Territoriumvormende broedverzorgende cichlide.
Alleseter, zolang de voedseldeeltjes maar niet te groot zijn. In de vrije natuur zal dit voedsel bestaan uit insektenlaven kleine kreeftachtigen en wormpjes. Dit wordt met grote precisie uit het zand gezeefd. Thorichthyssen zijn zandzifters en we kunnen de vissen dan ook 'n groot deel van de dag met het hoofd naar beneden boven het zand zien staan. Ze nemen dan 'n hap zand, zwemmen er 'n stukje mee weg, spoelen het 'n beetje rond in de mond, waarna het eetbare wordt doorgeslikt en het oneetbare weer uitgespuugd. Zo kunnen na verloop van tijd stenen planten en ander decoratiemateriaal geleidelijk onder het zand verdwijnen. Hubbs had in de jaren dertig 'n toepasselijke naam voor de meeki (die ditzelfde gedrag vertoont) Hij noemde de vis C. hyorhynshum wat zoveel betekent als “snuit van 'n wild zwijn”. Zou hij geweten hebben dat de vis zich ook als zodanig gedroeg;)...? Het is in ieder geval goed om rekening te houden met dit specifieke fourageergedrag. Het is dus voor 'n aureus zeer onnatuurlijk om het voedsel van het wateroppervlak te moeten happen. Daarom wrijf ik voor Thorichthyssen droogvoer onder water fijn zodat het meteen zinkt.

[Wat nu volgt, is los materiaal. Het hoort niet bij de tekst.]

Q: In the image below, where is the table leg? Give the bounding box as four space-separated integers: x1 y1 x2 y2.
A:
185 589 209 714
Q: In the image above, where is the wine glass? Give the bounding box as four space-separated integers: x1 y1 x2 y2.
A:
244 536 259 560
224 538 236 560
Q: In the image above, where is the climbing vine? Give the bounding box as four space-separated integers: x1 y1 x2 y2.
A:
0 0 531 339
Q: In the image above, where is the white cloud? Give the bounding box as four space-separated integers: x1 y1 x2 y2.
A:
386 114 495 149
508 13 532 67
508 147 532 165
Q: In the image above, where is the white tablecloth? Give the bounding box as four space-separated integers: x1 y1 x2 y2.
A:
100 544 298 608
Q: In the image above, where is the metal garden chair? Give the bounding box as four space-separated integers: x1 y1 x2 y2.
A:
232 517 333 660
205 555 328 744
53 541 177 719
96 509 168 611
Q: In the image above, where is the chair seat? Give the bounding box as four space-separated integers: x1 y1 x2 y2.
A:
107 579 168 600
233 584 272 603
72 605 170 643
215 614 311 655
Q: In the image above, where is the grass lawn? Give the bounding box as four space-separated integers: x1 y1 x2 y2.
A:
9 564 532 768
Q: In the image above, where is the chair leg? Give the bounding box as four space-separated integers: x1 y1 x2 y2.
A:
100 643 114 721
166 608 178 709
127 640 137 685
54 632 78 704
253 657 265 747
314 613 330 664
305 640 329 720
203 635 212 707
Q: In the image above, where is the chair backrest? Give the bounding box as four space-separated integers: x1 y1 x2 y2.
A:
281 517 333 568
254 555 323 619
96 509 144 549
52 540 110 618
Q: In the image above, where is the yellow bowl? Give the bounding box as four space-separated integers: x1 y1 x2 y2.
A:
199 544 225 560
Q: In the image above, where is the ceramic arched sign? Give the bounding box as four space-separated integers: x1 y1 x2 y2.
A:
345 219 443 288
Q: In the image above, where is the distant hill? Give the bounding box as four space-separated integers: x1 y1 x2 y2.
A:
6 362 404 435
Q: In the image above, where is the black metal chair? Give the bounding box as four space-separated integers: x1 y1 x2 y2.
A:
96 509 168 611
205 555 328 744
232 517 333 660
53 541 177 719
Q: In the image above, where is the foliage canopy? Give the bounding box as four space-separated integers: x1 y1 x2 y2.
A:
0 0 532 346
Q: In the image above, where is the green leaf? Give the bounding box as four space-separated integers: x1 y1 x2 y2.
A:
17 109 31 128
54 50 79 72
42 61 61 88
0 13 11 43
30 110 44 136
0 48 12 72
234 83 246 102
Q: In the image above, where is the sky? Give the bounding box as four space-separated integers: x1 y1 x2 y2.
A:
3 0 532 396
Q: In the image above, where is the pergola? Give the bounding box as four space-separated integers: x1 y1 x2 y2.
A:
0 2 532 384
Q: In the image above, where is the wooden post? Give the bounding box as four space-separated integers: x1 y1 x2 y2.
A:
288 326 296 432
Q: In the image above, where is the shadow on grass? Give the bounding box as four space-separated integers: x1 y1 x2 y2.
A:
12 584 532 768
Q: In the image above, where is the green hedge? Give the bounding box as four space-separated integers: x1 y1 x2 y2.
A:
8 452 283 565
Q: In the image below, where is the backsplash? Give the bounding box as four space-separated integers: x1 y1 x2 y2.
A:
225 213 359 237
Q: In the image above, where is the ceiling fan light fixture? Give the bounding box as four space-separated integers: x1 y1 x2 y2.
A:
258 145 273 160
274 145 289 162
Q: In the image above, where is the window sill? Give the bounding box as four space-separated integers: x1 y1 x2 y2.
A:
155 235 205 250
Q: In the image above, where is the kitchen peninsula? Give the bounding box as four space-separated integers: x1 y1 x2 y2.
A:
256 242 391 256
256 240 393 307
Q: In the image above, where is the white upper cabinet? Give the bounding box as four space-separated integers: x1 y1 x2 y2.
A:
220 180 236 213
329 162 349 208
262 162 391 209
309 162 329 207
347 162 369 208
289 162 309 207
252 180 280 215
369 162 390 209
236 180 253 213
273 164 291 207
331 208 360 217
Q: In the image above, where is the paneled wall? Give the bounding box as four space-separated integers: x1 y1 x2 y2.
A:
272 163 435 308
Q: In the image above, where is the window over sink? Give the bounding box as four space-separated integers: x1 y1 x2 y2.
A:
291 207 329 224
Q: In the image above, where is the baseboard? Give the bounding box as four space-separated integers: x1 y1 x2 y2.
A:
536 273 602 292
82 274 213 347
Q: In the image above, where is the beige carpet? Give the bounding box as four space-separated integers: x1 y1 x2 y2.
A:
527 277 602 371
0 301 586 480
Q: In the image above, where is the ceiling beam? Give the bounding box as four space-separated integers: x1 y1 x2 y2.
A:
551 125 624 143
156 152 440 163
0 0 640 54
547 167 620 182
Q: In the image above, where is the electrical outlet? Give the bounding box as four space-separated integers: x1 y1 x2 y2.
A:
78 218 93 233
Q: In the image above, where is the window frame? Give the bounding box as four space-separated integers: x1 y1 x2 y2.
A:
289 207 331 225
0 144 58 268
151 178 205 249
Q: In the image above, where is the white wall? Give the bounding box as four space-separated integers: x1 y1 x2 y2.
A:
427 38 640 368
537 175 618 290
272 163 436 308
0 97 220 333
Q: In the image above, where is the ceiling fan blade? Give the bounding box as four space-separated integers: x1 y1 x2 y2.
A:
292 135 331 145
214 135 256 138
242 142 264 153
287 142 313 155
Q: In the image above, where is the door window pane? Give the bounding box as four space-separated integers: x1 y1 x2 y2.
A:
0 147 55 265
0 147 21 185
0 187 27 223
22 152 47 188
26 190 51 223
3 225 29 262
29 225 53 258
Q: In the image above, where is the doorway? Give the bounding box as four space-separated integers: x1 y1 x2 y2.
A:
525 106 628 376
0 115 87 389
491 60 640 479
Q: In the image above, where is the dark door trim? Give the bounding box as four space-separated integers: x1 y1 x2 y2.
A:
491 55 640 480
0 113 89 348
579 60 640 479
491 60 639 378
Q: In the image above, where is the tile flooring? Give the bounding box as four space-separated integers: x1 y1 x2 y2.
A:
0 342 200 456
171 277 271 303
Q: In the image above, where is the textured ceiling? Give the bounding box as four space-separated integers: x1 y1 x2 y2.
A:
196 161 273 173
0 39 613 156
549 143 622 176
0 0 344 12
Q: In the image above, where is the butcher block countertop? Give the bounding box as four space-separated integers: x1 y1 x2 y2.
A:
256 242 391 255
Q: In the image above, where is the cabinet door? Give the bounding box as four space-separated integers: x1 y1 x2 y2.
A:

Net als alle andere Thorichtyssen. Redelijk eenvoudig Open broeder, die eieren afzet op horizontale of vertikale vlakken. Eieren en jongen worden door het koppel vaak zij aan zij tegen indringers verdedigd. Vrouwtjes zijn overigens vaak herkenbaar aan een donkere vlek in de rugvin. Toch gaat deze regel in de praktijk niet altijd op en bestaan er (in ieder geval in de aquariumpopulatie) vrouwtjes zonder deze dorsale vlek en mannetjes met vlek. Mannen worden groter, hebben verlengde vinstralen en verdedigen een territorium. De jongen kunnen meteen worden gevoerd met vers uitgekomen artemia. Opfok geeft verder weinig problemen alhoewel er in de literatuur verhalen de ronde doen van massaal afsterven in 'n bepaalde levensfase als gevolg van vermeende darmproblemen. Zelf heb ik iets dergelijks nooit ondervonden
De soort is redelijk eenvoudig te houden maar enige aandacht voor de waterkwaliteit is wel geboden. Veel waterverversen! Het water mag dan gerust 'n paar graden afkoelen. licht basisch en middelhard water. Temp ongeveer 26 C. Ook is het raadzaam de vissen levendige medebewoners (Ruitevlekzalmen, levendbarenden) te geven omdat ze anders nogal eens schuw en schrikachtig gedrag kunnen gaan vertonen. Onder stress laten ze vaak ook 'n lengtestreep zien. De aanwezigheid van andere kleine vissen betekent voor de aureussen dat de kust is veilig is.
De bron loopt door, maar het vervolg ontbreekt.